# Natural sufficient statistic is not necessarily minimal for exponential family

This post gives a simple example of an exponential family that has natural parameter space being a point and that its natural sufficient statistic is not minimal.

Let us define the concept of exponential family with natural parameters.
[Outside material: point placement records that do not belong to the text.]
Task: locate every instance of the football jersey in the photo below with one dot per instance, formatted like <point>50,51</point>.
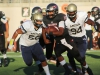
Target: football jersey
<point>77,29</point>
<point>97,23</point>
<point>31,35</point>
<point>57,21</point>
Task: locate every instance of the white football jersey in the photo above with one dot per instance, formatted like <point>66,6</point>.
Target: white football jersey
<point>31,35</point>
<point>77,29</point>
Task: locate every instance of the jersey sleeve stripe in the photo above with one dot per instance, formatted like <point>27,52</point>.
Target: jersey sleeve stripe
<point>23,29</point>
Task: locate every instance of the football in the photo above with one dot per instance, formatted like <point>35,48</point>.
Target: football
<point>52,29</point>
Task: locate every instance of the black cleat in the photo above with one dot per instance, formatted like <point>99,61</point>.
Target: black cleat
<point>5,62</point>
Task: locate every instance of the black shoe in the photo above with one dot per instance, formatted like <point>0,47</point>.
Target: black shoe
<point>89,71</point>
<point>5,62</point>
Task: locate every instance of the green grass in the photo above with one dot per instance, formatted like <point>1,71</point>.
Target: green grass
<point>18,67</point>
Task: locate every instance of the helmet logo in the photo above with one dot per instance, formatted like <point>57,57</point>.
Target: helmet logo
<point>54,7</point>
<point>39,10</point>
<point>95,9</point>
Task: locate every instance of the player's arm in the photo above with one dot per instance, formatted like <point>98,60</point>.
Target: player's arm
<point>61,29</point>
<point>18,31</point>
<point>61,25</point>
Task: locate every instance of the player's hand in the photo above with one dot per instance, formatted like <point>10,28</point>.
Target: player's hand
<point>6,34</point>
<point>10,47</point>
<point>47,41</point>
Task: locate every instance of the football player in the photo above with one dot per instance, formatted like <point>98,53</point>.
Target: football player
<point>96,14</point>
<point>63,40</point>
<point>3,29</point>
<point>30,32</point>
<point>75,24</point>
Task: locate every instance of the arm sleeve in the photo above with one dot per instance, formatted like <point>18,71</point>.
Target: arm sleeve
<point>25,27</point>
<point>44,26</point>
<point>4,19</point>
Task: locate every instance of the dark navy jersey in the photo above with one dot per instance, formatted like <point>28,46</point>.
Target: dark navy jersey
<point>97,23</point>
<point>58,21</point>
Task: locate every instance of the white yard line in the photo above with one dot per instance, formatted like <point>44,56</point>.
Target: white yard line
<point>21,55</point>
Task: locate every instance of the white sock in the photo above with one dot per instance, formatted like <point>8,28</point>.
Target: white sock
<point>63,62</point>
<point>4,56</point>
<point>46,69</point>
<point>0,60</point>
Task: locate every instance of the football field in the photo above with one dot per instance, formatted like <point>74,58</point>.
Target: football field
<point>18,67</point>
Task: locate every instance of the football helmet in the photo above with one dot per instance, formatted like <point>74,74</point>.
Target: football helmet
<point>71,11</point>
<point>44,11</point>
<point>37,19</point>
<point>95,11</point>
<point>52,7</point>
<point>36,10</point>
Definition 1 (Natural exponential family)
A family of probability densities (or probability mass function) ${f(\mathbf{x}|\mathbf{\eta} )}$ with parameter (index) ${\mathbf{\eta}\in {\mathbb R}^k}$ is said to be a natural exponential family if ${f}$ can be written as $\displaystyle f(\mathbf{x}|\mathbf{\eta}) = h(\mathbf{x}) \exp \left\{ \sum_{i=1}^k \mathbf{\eta}_i T_i(\mathbf{x}) - \mathcal{A}(\mathbf {\eta})\right\}. \ \ \ \ \ (1)$

Here for ${i = 1,\ldots,k}$, we call

• ${T_i}$: natural sufficient statistic
• ${\eta_i}$: natural parameter
• ${H := \{ \mathbf{\eta} = (\eta_1,\ldots,\eta_k): \int h(\mathbf{x}) \exp \left\{ \sum_{i=1}^k \eta_i T_i(\mathbf{x})\right\} \, d \mathbf{x} < \infty \} }$: natural parameter space.

A lot of well-known distributions actually are exponential families, e.g., normal distribution, Binomial distribution, Poisson distribution, beta distribution, and gamma distribution. The exponential family is central to the modeling and analysis of data.
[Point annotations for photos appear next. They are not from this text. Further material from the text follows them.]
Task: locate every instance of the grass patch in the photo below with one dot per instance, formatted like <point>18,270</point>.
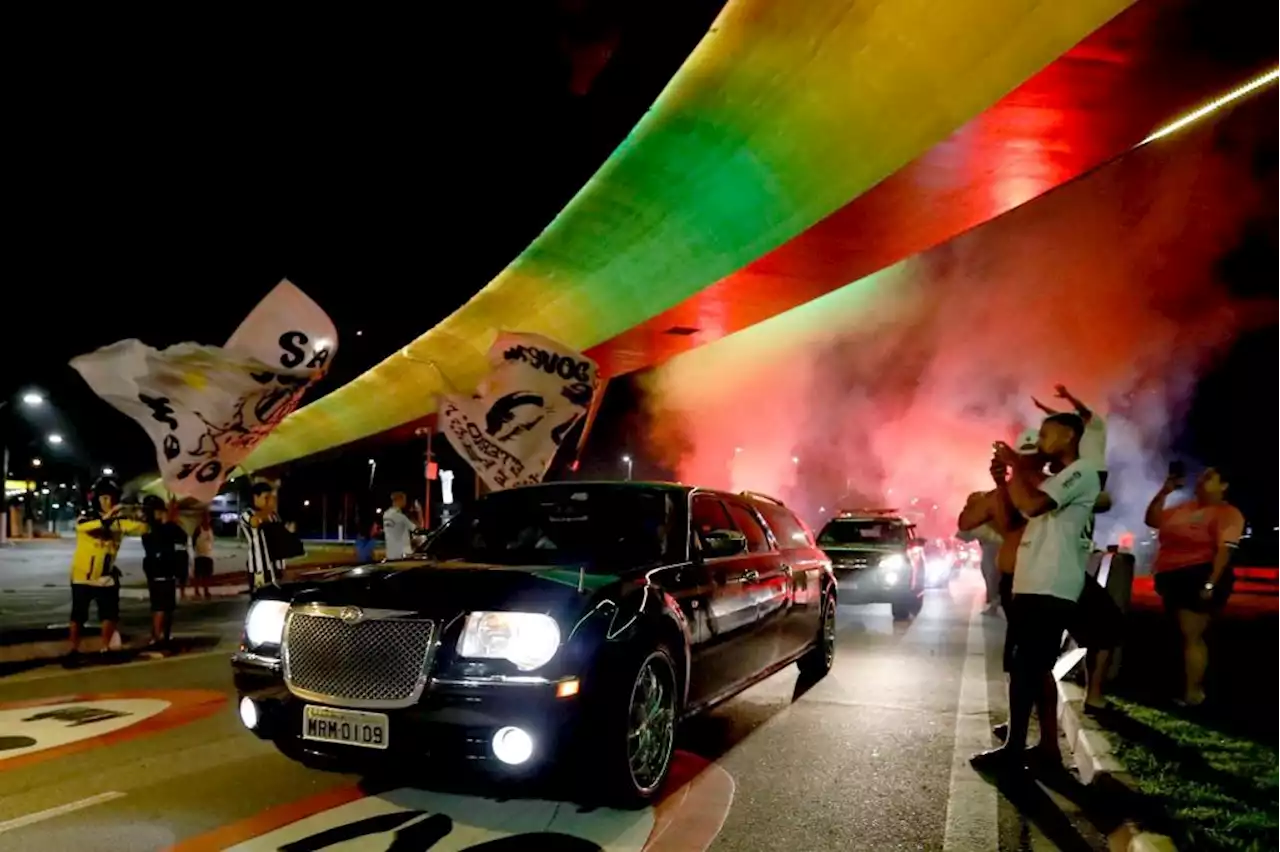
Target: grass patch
<point>1219,792</point>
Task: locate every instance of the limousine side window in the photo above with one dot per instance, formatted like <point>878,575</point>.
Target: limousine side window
<point>708,516</point>
<point>757,540</point>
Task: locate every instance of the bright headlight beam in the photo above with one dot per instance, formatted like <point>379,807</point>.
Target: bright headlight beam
<point>1270,77</point>
<point>528,640</point>
<point>265,622</point>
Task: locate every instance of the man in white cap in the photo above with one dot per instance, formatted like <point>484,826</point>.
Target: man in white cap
<point>986,511</point>
<point>1093,443</point>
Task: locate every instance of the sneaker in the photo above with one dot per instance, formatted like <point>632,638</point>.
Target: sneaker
<point>999,760</point>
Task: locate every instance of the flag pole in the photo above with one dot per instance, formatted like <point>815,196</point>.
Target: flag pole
<point>590,420</point>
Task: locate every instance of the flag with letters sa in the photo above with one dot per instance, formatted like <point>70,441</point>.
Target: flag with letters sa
<point>208,407</point>
<point>534,395</point>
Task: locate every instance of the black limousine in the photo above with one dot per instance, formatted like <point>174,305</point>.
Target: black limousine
<point>561,622</point>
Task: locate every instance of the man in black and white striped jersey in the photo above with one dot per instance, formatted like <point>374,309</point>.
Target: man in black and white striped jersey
<point>261,568</point>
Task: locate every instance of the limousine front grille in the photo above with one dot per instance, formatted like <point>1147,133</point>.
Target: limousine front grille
<point>342,656</point>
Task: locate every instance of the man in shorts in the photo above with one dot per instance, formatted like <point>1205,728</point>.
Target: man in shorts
<point>1048,576</point>
<point>95,578</point>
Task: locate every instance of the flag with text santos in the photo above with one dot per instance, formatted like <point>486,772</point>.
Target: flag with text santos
<point>206,407</point>
<point>511,429</point>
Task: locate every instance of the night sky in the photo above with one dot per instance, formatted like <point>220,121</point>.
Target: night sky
<point>387,168</point>
<point>389,173</point>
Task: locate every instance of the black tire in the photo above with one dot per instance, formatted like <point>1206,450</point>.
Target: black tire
<point>818,660</point>
<point>626,778</point>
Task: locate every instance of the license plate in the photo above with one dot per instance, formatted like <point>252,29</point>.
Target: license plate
<point>346,727</point>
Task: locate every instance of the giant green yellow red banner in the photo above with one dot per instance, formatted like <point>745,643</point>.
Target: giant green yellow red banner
<point>781,115</point>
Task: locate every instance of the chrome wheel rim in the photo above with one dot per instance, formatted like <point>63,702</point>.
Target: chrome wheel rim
<point>828,636</point>
<point>652,725</point>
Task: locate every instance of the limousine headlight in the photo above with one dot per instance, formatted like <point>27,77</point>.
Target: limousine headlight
<point>528,640</point>
<point>265,622</point>
<point>894,562</point>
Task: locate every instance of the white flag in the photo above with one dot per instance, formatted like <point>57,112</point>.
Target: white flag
<point>208,407</point>
<point>511,429</point>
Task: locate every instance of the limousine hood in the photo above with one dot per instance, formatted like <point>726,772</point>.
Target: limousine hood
<point>444,590</point>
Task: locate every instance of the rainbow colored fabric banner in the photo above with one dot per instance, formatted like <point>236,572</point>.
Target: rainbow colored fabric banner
<point>782,114</point>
Next, we define the concept of sufficiency and minimal sufficiency.

Definition 2 (Sufficiency and minimal sufficiency)
For a family of probability density ${f_\eta}$, ${\eta \in \Theta \subset {\mathbb R}^k}$, and a random variable ${X\sim f_\eta}$, a statistic ${T(X)}$
is sufficient if the conditional distribution ${P(X|T(X))}$ is independent of ${\eta}$. A sufficient statistic ${T(X)}$ is minimal if for any other sufficient statistic ${S(X)}$, there is a function ${g}$ such that ${T(X)=g(S(X))}$.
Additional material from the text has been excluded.